Lisa Nandy should keep a “very close eye” on international challengers to UK film and TV, a Conservative shadow minister has suggested.
Julia Lopez asked the Culture Secretary about her plans to monitor tax incentives abroad so British studios like Pinewood and Elstree do not “lose their edge”.
Ms Nandy told the Commons on Wednesday she had laid secondary legislation, which enables UK filmmakers with budgets of up to £15 million to claim back 53% of spending on items such as equipment, location costs and paying actors.
The Irish government unveiled a similar 40% tax credit for films with a maximum qualifying expenditure of 20 million euros on Tuesday, October 1.
Ms Lopez, the Conservative shadow culture secretary, said: “Can (Ms Nandy) commit to keeping a very close eye on international competitors so we don’t lose our edge?”
Max Wilkinson, the Liberal Democrat culture spokesman, later asked the Culture Secretary to consider the benefits of “full participation in Creative Europe”, the European Union’s film and TV support programme.
He added: “In light of Ireland’s announcement, is the Secretary of State satisfied that the announcement today gives enough of an advantage over our neighbours in Europe?”
In response to Mr Wilkinson, the Labour Cabinet minister said: “We’re very keen to secure a closer relationship with our European friends and neighbours but obviously those negotiations are ongoing, so it’s not something that I can comment on at the present time.”
Ms Nandy had earlier told MPs: “We’ve heard loud and clear from industry that concerns for any further delays to introducing this secondary legislation, even to the end of the month, might mean investment in the UK independent films are lost.”
She confessed Paddington was her “personal favourite” film and vowed to promote an “internationally competitive tax regime, and this I think is something that is beyond party politics”.
Ms Lopez pointed to the former Conservative government’s 2024 spring budget, which first proposed the 53% enhanced Audio-Visual Expenditure Credit, and added: “With 100 days of Labour looming, she has the honour of announcing on day 97, Labour’s first decent policy.
“And we know it’s decent because it’s a Conservative policy.”
The shadow secretary of state continued: “We have gifted the Culture Secretary something to say, the Chancellor to back rather than tax, the Prime Minister another sparkling event to go to, and the Home Secretary a new police escort to fund.
“But it’s taken too long, and the consistent feedback we’re getting from every DCMS sector is very simple: what is going on? Where is the plan?”

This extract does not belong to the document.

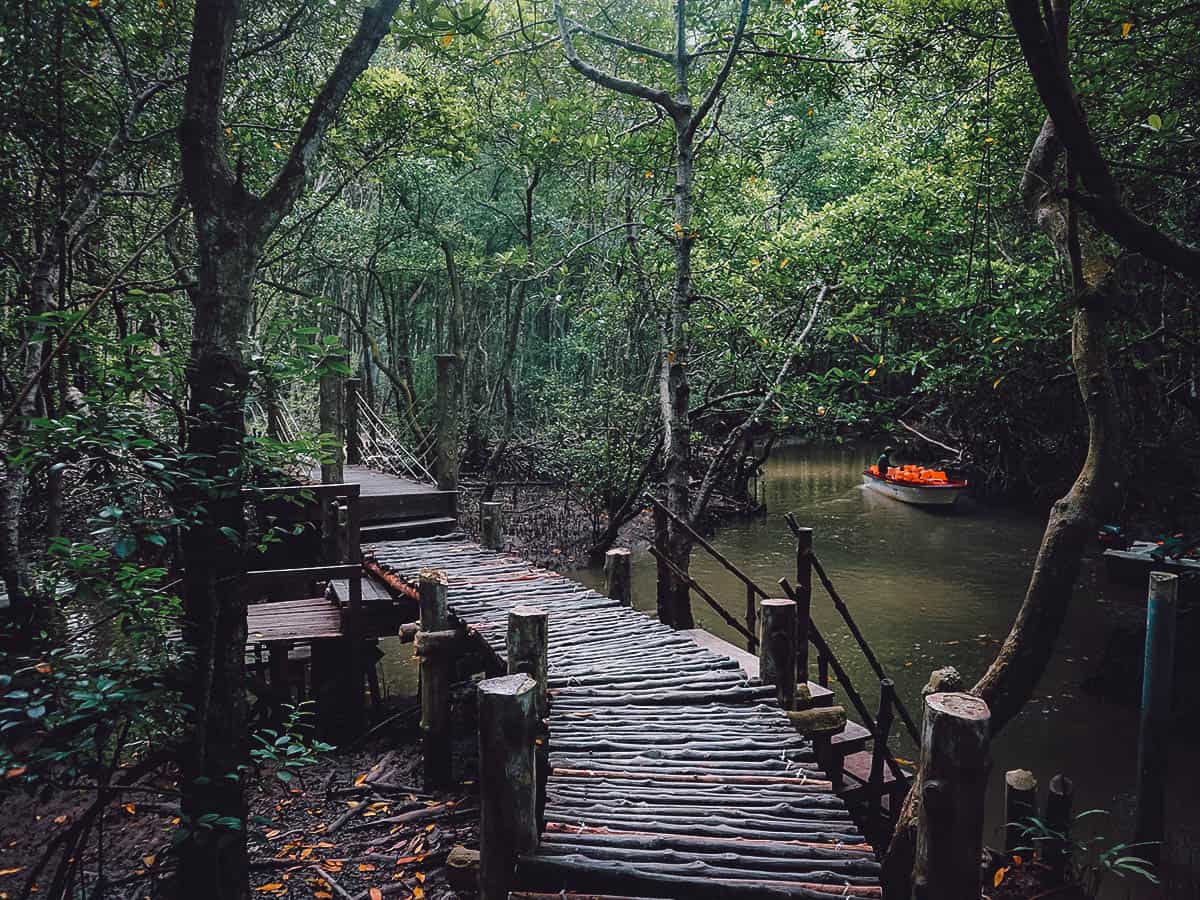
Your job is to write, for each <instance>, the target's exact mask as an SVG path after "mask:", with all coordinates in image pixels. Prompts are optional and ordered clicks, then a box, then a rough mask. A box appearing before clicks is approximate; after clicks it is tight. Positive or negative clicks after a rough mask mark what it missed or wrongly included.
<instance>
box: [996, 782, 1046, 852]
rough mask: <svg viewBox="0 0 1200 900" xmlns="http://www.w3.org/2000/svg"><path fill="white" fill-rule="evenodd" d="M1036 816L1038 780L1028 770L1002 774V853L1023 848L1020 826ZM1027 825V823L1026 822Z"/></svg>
mask: <svg viewBox="0 0 1200 900" xmlns="http://www.w3.org/2000/svg"><path fill="white" fill-rule="evenodd" d="M1037 815H1038V780H1037V779H1036V778H1034V776H1033V773H1032V772H1030V770H1028V769H1009V770H1008V772H1006V773H1004V852H1006V853H1012V852H1013V851H1014V850H1016V848H1018V847H1020V846H1024V844H1022V840H1021V833H1022V832H1024V830H1025V826H1022V824H1020V823H1021V822H1026V820H1030V818H1033V817H1034V816H1037ZM1026 824H1027V822H1026Z"/></svg>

Ms Nandy replied: “She mentioned the fact that the Conservative government had brought in this independent film tax credit at the last budget. If that were true, we wouldn’t be needing to legislate today.
“The truth is that the Conservative government did what the Conservative government did for 14 years – it talked a good game and then did absolutely nothing to deliver for the people in this country.”
She said: “If I’d left a sector that had 25,000 vacancies that they couldn’t fill, if I’d left a legacy of creativity being erased from our communities, in our classrooms, and most of all, if I’d left a £22 billion economic black hole that working class people are paying the price for up and down this country, if I’d done all of that and then had such a resounding rejection from the electorate only a few months ago, I think I’d be speaking with little bit more humility from the despatch box.”
In her reply to Mr Wilkinson, who told MPs his favourite film was Paddington 2, Ms Nandy said: “The cross-party consensus has now completely broken down, in fact not just across these benches but on them, because Paddington 1 is a far superior film to Paddington 2.”
Labour MP for Rochdale Paul Waugh welcomed “the cross-party consensus on the brilliance of the Paddington films”, and added his wife’s cousin worked on the series, which is due its third instalment on November 8.
Clive Jones, the Liberal Democrat MP for Wokingham, claimed his Berkshire patch as “the Hollywood of the United Kingdom”, but faced similar claims from the MPs for Calder Valley (Josh Fenton-Glynn) and Basingstoke (Luke Murphy).